In this worksheet we will work through multiple ways to create summary statistic tables in Stata. We go from the most basic approach to the most polished, publication-ready table. We use the built-in nlsw88 dataset (National Longitudinal Survey of Women, 1988). Our binary grouping variable is union (1 = union member, 0 = not).
Recall that for the homework you can build this table with excel as well, but if you wanted to learn a bit on ways of doing it with STATA, here are a couple:
Setup
Before we begin, let’s load the data and see what we’re working with.
sysuse nlsw88, clear
describe union wage age tenure ttl_exp hoursOutput:
Let’s check how our grouping variable looks:
tab union Union |
worker | Freq. Percent Cum.
------------+-----------------------------------
Nonunion | 1,417 75.45 75.45
Union | 461 24.55 100.00
------------+-----------------------------------
Total | 1,878 100.00About 75% are non-union and 25% are union. Now let’s define a global with the variables we want to summarize:
global sumvars "wage age tenure ttl_exp hours"Method 1: summarize with if (The Basics)
The simplest approach.
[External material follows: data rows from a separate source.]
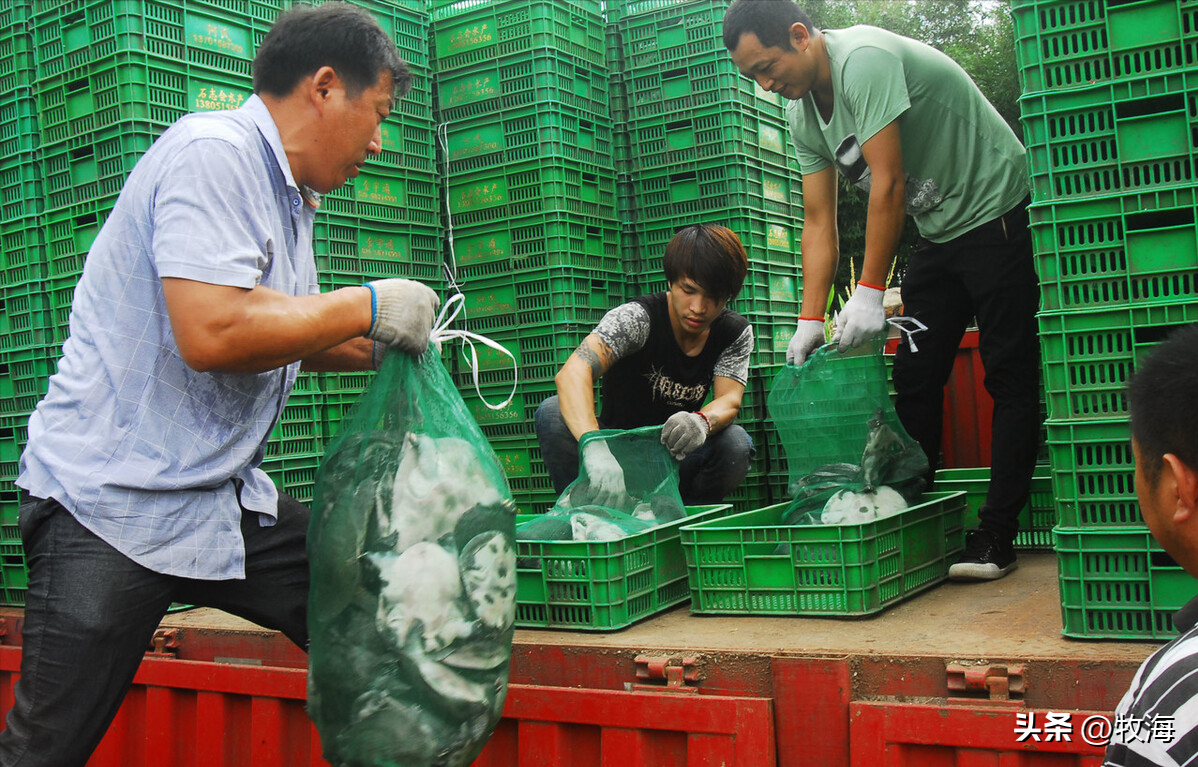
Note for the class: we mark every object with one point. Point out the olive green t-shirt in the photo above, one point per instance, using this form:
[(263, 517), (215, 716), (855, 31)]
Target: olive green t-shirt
[(963, 163)]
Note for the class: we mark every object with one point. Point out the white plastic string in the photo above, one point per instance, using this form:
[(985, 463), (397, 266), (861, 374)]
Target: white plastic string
[(441, 332), (909, 332)]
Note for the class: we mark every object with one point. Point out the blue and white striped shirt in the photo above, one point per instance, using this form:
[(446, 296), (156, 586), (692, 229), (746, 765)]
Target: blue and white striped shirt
[(141, 448)]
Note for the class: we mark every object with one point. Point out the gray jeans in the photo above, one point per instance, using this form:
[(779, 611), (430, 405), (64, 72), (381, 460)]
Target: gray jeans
[(90, 614), (707, 476)]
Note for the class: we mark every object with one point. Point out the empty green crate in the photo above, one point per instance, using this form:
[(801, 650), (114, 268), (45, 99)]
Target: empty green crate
[(702, 188), (538, 352), (570, 296), (527, 134), (1036, 519), (537, 242), (506, 30), (700, 82), (603, 585), (713, 132), (1089, 356), (545, 186), (380, 194), (1117, 251), (1093, 473), (18, 122), (538, 77), (750, 563), (1119, 584), (1111, 138), (1065, 43)]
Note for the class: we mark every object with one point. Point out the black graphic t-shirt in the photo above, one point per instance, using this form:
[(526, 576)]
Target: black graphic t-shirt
[(652, 378)]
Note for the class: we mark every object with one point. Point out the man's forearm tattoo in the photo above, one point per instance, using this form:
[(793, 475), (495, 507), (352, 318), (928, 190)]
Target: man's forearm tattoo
[(591, 357)]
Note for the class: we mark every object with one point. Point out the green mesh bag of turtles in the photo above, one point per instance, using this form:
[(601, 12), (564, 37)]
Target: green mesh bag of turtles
[(412, 562), (849, 460)]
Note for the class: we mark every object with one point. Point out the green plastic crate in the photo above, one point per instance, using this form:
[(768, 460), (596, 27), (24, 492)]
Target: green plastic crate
[(1111, 138), (750, 563), (507, 30), (537, 242), (1119, 584), (527, 133), (1066, 43), (713, 132), (603, 585), (543, 76), (1089, 356), (1094, 473), (1127, 249), (1036, 519), (702, 188), (543, 186)]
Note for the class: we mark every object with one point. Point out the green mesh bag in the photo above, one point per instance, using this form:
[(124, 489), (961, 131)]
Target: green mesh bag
[(640, 493), (412, 562), (842, 438)]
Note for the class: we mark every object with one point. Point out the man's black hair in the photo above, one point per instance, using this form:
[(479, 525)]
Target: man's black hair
[(339, 35), (709, 254), (770, 20), (1162, 398)]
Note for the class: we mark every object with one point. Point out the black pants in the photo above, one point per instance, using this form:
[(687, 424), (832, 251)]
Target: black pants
[(987, 273), (90, 614)]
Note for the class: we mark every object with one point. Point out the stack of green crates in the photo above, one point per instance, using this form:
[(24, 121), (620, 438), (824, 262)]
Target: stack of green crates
[(702, 144), (526, 162), (1108, 124)]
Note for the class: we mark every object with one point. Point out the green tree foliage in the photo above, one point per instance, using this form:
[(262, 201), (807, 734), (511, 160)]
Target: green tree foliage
[(976, 34)]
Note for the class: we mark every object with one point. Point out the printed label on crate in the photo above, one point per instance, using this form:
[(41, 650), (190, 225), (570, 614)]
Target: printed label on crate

Just run summarize twice, once for each group.
summarize $sumvars if union == 1summarize $sumvars if union == 0Pros: Very easy. No extra packages needed.
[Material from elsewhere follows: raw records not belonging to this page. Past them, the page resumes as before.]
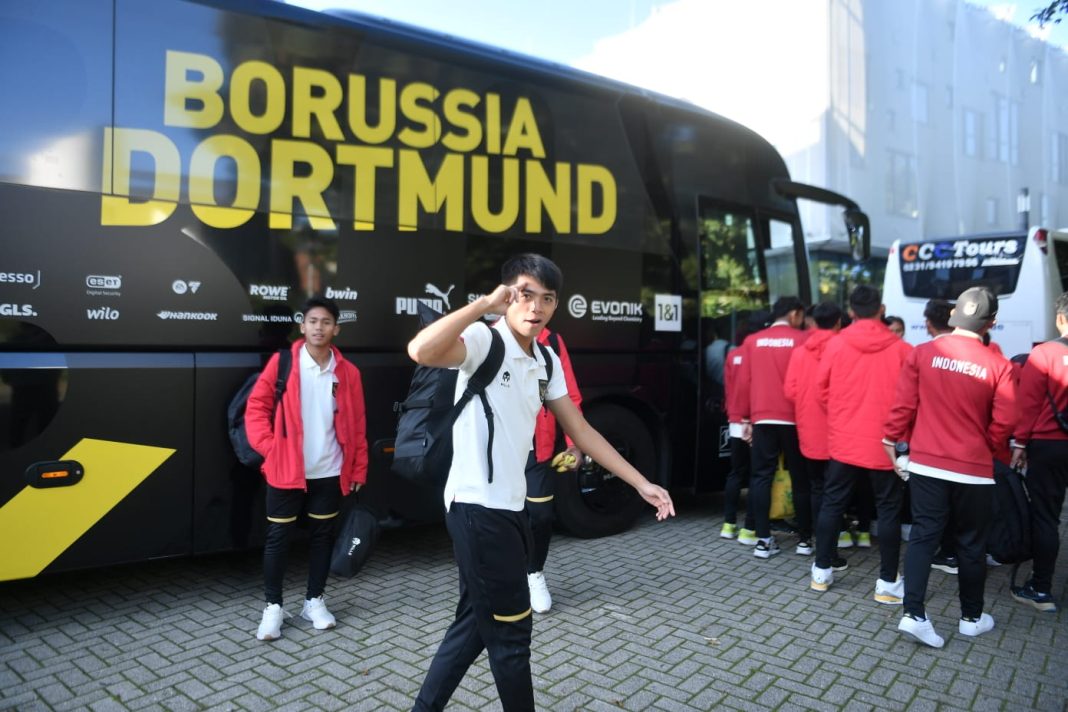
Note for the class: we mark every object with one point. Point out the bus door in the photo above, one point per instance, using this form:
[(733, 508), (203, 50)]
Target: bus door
[(745, 263)]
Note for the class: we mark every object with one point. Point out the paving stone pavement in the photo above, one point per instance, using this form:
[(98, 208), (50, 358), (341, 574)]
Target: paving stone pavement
[(664, 617)]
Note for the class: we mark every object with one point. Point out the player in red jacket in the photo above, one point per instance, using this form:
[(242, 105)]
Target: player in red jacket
[(800, 389), (315, 451), (856, 381), (540, 483), (768, 420), (1041, 444), (957, 398)]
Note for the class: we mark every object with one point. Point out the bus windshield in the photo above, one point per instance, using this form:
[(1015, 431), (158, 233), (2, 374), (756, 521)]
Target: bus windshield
[(942, 269)]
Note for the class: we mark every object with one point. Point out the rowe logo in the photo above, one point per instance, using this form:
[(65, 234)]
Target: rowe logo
[(269, 291), (346, 294), (105, 313)]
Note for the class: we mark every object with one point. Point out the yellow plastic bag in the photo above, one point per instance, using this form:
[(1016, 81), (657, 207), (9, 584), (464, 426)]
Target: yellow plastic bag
[(782, 494)]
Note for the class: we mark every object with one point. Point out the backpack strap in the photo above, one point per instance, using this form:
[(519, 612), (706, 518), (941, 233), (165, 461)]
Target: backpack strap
[(483, 376)]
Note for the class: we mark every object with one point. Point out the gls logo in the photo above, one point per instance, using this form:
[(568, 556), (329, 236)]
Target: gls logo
[(182, 286), (17, 310), (269, 291), (105, 313)]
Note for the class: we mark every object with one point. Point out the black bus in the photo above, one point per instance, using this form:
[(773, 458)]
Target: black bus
[(177, 176)]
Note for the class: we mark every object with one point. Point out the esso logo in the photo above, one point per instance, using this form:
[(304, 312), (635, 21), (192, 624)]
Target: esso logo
[(577, 306)]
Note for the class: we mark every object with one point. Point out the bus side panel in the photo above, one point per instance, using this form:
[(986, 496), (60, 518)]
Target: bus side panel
[(125, 418)]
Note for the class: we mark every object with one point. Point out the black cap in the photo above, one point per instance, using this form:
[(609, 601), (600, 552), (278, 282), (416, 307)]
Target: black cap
[(975, 307)]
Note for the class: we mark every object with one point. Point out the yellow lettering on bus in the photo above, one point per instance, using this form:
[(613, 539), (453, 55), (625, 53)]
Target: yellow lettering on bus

Cons: You get two separate tables. No difference or significance test. You have to eyeball everything. Not something you’d put in a paper.
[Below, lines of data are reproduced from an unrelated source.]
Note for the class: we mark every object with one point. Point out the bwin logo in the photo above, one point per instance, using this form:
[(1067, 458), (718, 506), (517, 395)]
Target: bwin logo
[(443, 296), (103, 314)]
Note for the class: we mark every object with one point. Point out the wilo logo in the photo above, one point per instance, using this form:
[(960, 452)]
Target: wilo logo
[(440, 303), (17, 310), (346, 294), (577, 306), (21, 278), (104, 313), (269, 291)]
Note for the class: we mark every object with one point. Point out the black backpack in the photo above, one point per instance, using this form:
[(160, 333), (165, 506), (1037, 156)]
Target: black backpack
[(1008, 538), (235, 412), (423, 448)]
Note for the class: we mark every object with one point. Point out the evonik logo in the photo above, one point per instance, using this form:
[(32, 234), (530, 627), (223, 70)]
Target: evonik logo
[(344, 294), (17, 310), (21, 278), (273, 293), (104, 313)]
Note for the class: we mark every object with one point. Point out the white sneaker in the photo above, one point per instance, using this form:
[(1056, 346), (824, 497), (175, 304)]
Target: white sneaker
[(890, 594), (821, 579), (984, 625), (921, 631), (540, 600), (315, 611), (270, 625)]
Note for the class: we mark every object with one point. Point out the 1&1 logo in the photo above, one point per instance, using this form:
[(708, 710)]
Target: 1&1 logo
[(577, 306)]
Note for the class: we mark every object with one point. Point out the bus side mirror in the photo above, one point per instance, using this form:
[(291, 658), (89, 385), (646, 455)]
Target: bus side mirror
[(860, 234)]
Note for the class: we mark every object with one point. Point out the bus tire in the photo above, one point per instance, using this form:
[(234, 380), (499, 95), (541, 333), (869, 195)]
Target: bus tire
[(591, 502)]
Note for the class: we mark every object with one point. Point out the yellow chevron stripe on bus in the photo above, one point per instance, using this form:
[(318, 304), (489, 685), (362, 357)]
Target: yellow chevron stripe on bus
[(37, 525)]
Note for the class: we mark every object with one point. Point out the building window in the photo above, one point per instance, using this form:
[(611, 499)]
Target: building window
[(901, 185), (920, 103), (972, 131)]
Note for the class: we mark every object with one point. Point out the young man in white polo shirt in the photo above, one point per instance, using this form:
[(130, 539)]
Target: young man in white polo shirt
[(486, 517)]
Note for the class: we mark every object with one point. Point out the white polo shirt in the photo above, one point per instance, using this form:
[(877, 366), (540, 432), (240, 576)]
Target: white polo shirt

Method 2: tabstat with by() (A Step Up)
tabstat lets you see both groups in one table. You can also request specific statistics.
tabstat $sumvars, by(union) stats(mean sd n) columns(statistics)You can clean it up with formatting:
tabstat $sumvars, by(union) stats(mean sd min max n) columns(statistics) format(%9.2f)Pros: Both groups in one view. You can pick your statistics (mean, sd, n, min, max, etc.).
Cons: Still no difference in means or significance test. You’d have to calculate those yourself.
Method 3: ttest (Getting the Difference + Significance)
The ttest command gives you group means, the difference, and a p-value for whether the difference is statistically significant. The downside: it only works one variable at a time.
ttest wage, by(union)To do this for all your variables, you can loop:
foreach var of global sumvars {
ttest `var', by(union)
}How to read this output: The diff row shows that non-union workers earn $1.47 less per hour on average than union workers. The two-sided p-value is 0.0000, meaning this difference is statistically significant.
Pros: You get the difference and a formal significance test with p-values and confidence intervals.
Cons: Output is verbose - one giant table per variable. Hard to present in a paper. You’d need to manually extract numbers.
Method 4: estpost tabstat + esttab (Formatted Table)
Now we start using the estout package (which contains esttab). If you haven’t installed it:
ssc install estout, replaceestpost tabstat stores the results from tabstat so that esttab can display them in a clean table.
estpost tabstat $sumvars, by(union) statistics(mean sd count) columns(statistics)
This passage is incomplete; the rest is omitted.